In order to obtain drug delivery carriers with good stability in blood and high cellular uptake efficiency, carboxyl groups and tertiary amine groups were respectively introduced into polyurethane to synthesize two kinds of amphiphilic polyurethanes with opposite charges (PUC and PUN). Their structures were characterized by Fourier transform infrared (FTIR) spectroscopy, nuclear magnetic resonance (1H NMR) spectroscopy and gel permeation chromatography (GPC).

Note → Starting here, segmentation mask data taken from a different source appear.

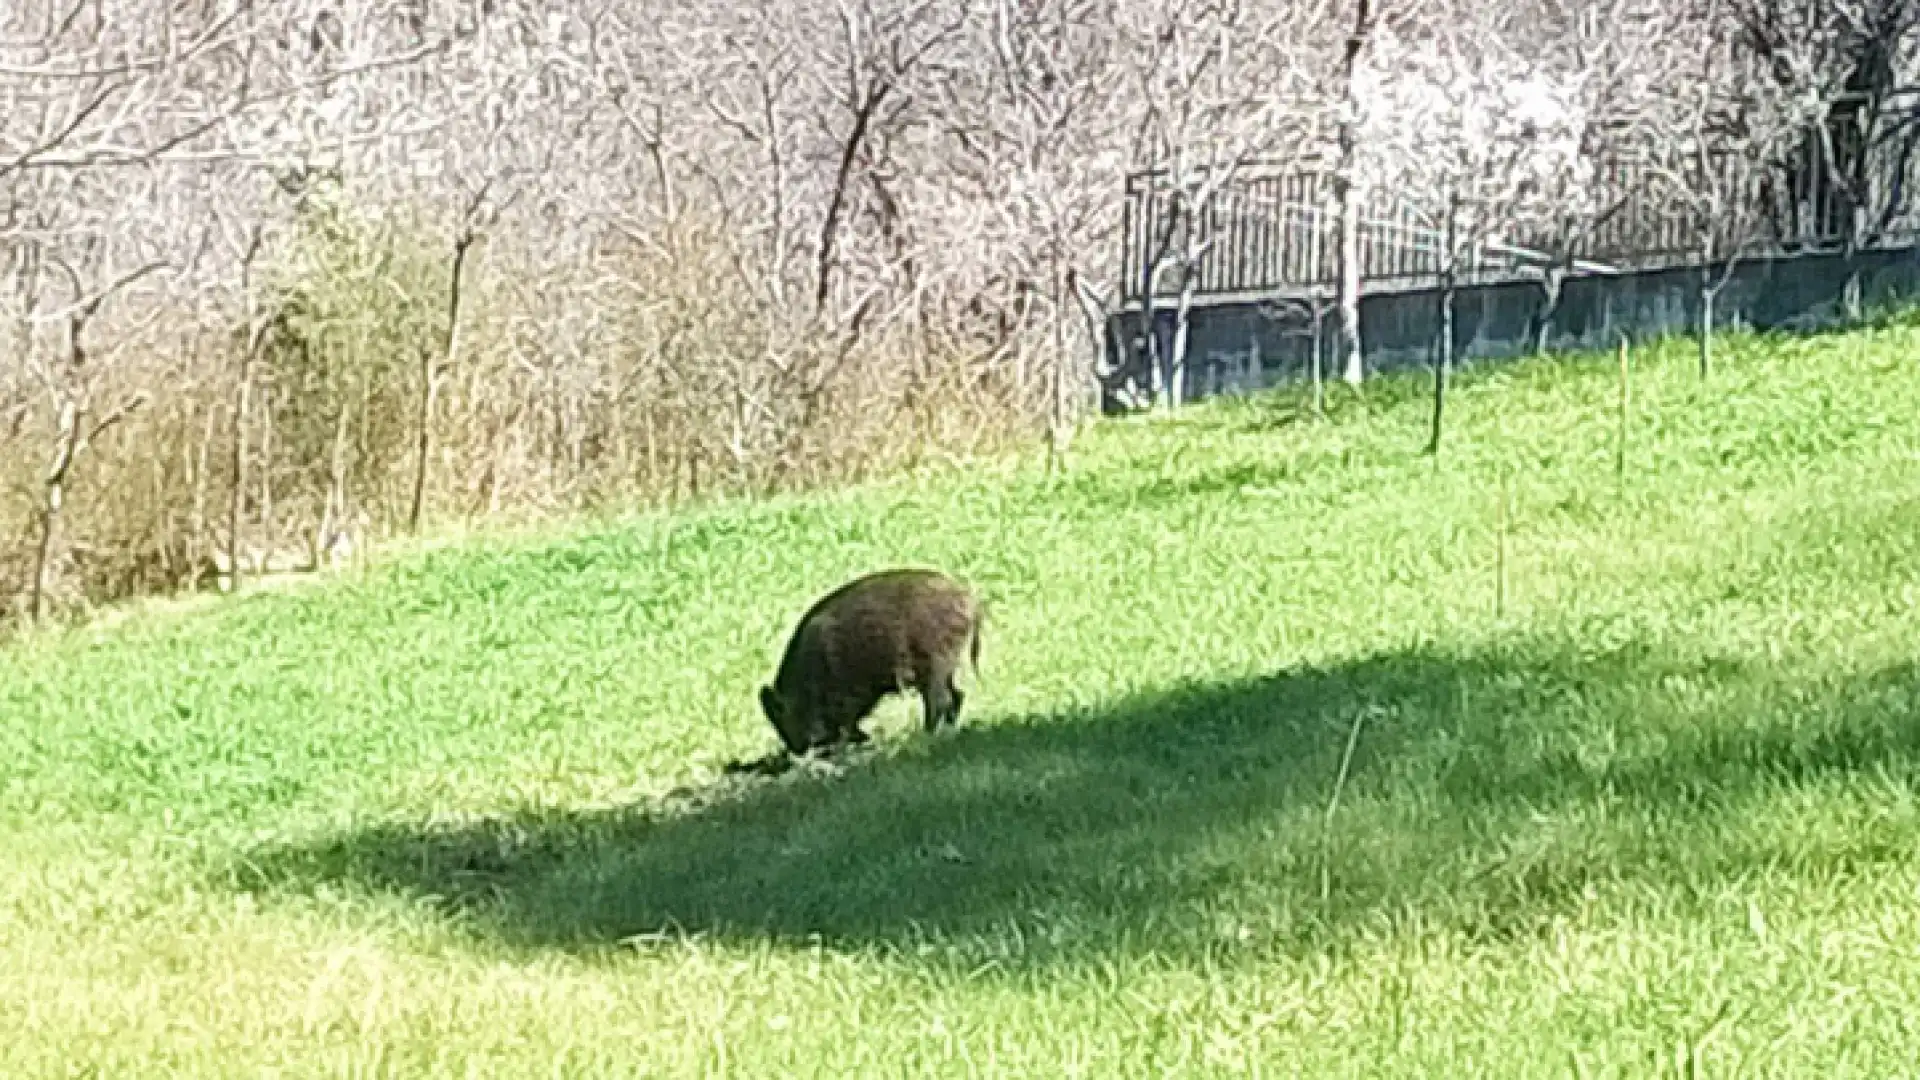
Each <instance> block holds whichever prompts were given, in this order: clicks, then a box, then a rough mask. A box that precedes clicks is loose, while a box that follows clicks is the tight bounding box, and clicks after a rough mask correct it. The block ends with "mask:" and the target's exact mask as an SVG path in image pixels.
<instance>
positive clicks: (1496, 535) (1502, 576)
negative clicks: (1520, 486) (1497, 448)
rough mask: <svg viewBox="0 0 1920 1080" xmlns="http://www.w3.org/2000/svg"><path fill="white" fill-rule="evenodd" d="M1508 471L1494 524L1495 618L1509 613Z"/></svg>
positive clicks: (1505, 473)
mask: <svg viewBox="0 0 1920 1080" xmlns="http://www.w3.org/2000/svg"><path fill="white" fill-rule="evenodd" d="M1507 502H1509V496H1507V471H1505V469H1501V471H1500V517H1498V519H1496V523H1494V617H1496V619H1500V617H1503V615H1505V613H1507V517H1509V515H1511V509H1509V507H1507Z"/></svg>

PUC-PUN co-assembled nanomicelles were prepared by electrostatic interaction between PUC and PUN micelles, which showed acid-sensitive property. When the pH of the solution was decreased from 7.4 to 6.5, PUC-PUN-1 micelles showed negative-to-positive charge-reversal property among these micelles. The results of stability and cell experiments demonstrated that PUC-PUN-1 micelles not only had excellent stability in simulated normal physiological environment but also could obviously enhance the cellular uptake efficiency. PUC-PUN-1 micelles had low cytotoxicity against SGC-7901 and MGC-803 cells, whereas PUC-PUN-1/DOX micelles had higher cytotoxicity compared to pure DOX and PUN-1/DOX micelles. Moreover, the results of in vivo antitumor activity experiments showed that PUC-PUN-1/DOX micelles had better tumor inhibition ability and safety than pure DOX. In addition, the results of in vitro drug release experiments indicated that PUC-PUN-1/DOX micelles had almost no burst release or leakage of drugs in pH 7.4 environment. However, the drug release was accelerated in pH 5.0, which followed Fickian diffusion mechanism.